# skiing in pagosa springs



## moeman (Jul 10, 2012)

Does anyone know how the skiing is in pagoda springs and how the wyndam is there? How far is the resort from the ski area? Is it an easy drive or would u need a 4wd vehicle. Ive read some bad reviews about the Wyndham there. We 'be stayed at the Wyndham in flagstaff and loved it but was looking for a resort near a better ski area. We live in AZ so pagoda springs wouldn't be that long of a drive.


----------



## myhottoddy (Jul 11, 2012)

*Pagosa Springs*

We stay at Wyndham Pagosa Springs regularily.  It beats Wyndham Flagstaff hands down. Try to geal a Teal Landing, A-side or Perigrine A-side deluxe 1 BR.  Wolf Creek ski area is about 25 miles east.  You will need  4-wheel drive to go over Wolf Creek Pass to ski area. Pagosa Springs is small and does not have the dining available in Flagstaff.


----------



## StevenWinters (Jul 27, 2012)

Try to search online. Maybe the resort does have a website which contains information about the ski area.

Budget Ski Resorts


----------



## Lee B (Aug 2, 2012)

I took family there several years ago and did fine. We had a nice 2-side lockoff unit, so double washers-dryers and fridges. The Wolf Creek ski resort was great for us--good lessons for newbies and variety of runs. We didn't have 4WD and did okay.

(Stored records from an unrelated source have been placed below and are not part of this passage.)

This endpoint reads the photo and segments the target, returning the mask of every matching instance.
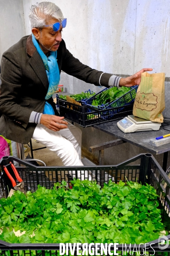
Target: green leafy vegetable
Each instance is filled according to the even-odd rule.
[[[0,239],[11,243],[139,244],[163,230],[156,191],[136,182],[74,179],[0,200]],[[16,236],[13,231],[26,233]]]
[[[122,86],[120,88],[117,87],[111,87],[108,90],[106,90],[98,94],[95,99],[94,99],[92,105],[93,106],[101,105],[102,104],[106,104],[117,99],[120,97],[124,95],[130,90],[129,87]],[[131,100],[131,99],[130,99]],[[126,102],[128,103],[129,99],[128,96],[126,99]]]
[[[95,93],[93,93],[91,94],[89,92],[88,92],[88,93],[83,93],[82,92],[81,93],[71,95],[69,95],[69,96],[71,98],[72,98],[74,99],[75,99],[75,100],[77,101],[79,100],[82,100],[82,99],[89,99],[89,98],[95,94]],[[59,99],[66,100],[66,96],[65,95],[60,95]]]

The springs were fun too. Don't miss out on them. Remember the swimsuits.


----------



## mshatty (Aug 3, 2012)

Wolf Creek Ski Resort's reputation is having lots of snow early and late.  It is also one of the reasonably priced ski resorts in Colorado.

Here's a link to the various Wyndham Pagosa Springs HOA's that comprise its TS resort.

http://www.wyndhampagosa.net/


----------



## PStreet1 (Aug 4, 2012)

You might try Boss Hogg's Restaurant and Saloon (used to be Hogg's Breath)--$12.00 early bird special prime rib.  It's close to the resort.


----------